Both of my daughters (one teenager, one adult) have asked for flip phones because of all the hacking that has been happening to “Smart” phones. They decided they do not need or want the possible “unwanted” exploitation of anything they decide to take a picture of.
That hacking did not happen to iPhones. . . the iCloud "hack" turned out to be a hoax by a guy who wanted to sell his collection of celebrity photos collected over a number of years by a group of perverts who have a joint hobby of tricking celebrities into giving up their data. Some did come from the iCloud, but they were compromised because of weak choices of security questions and answer that for a celebrity could easily be learned from fanzine biographies.
The "hackers" went to Apple's "forgot my password," and then selected to answer the security questions to be able to change the password, and answered the security questions with the answers they learned from the fanzine bios and simply changed the celebrity's password. . . and they were in!

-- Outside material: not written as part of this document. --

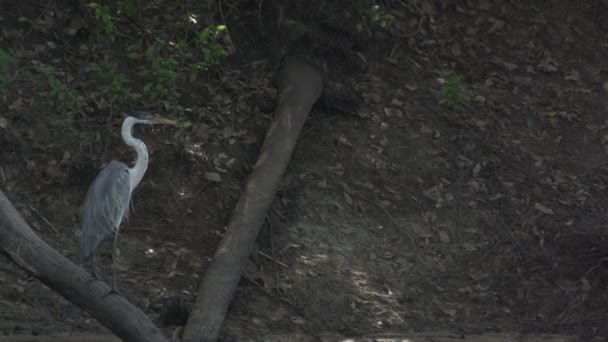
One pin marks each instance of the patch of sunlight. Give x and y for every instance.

That is not a hack. It is social engineering combined with celebrity stupidity. Choosing a security question such as "What is your Mother's maiden name?" when you are a celebrity is beyond stupid, especially when you just got interviewed by E! and told the world your mother was named "Pauline Gumm" when she was a little girl! That may be a good security question if you are John Q. Public, but not for a celebrity.
Many of the photos that were "stolen" actually came from PC computers and Android devices. . . the Meta data on the photos proved that. . . and came from many years earlier and would not have been uploaded to Apple storage. Some actually were publicity stills from movies.

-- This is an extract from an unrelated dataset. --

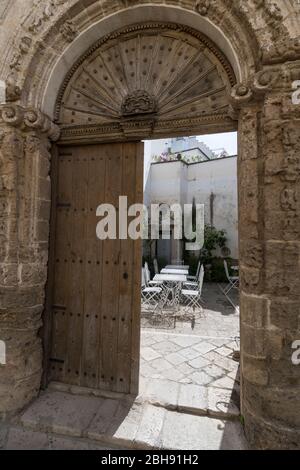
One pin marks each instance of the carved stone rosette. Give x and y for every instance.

In fact, the photos were on Reddit and another site and being offered for sale for TWO WEEKS before iBrutethe supposed iCloud brute force password script the guy trying to sell the photos claimed he used to break into the iCloud accounts and steal the photos from the celebrities' accounts from iCloudwas even released. Apple announced that no one ever even attempted to use iBrute before they closed the vulnerability. . . and that no passwords were compromised. The only way anyone got in was by changing passwords.
Data on iOS devices are 256 bit AES encrypted. . . and that is a very high level of encryption. In addition, once the data is uploaded to iCloud as encrypted data, it is anonymized, split in four pieces, mixed with other users data, and AGAIN encrypted to an additional 256 bit AES level on top of the already encryption. Apple itself cannot decrypt your daughters' data. Only they can retrieve it using their passcodes through their devices. Your daughters fell for the FUD that was being spread. Of course, that was what was intended.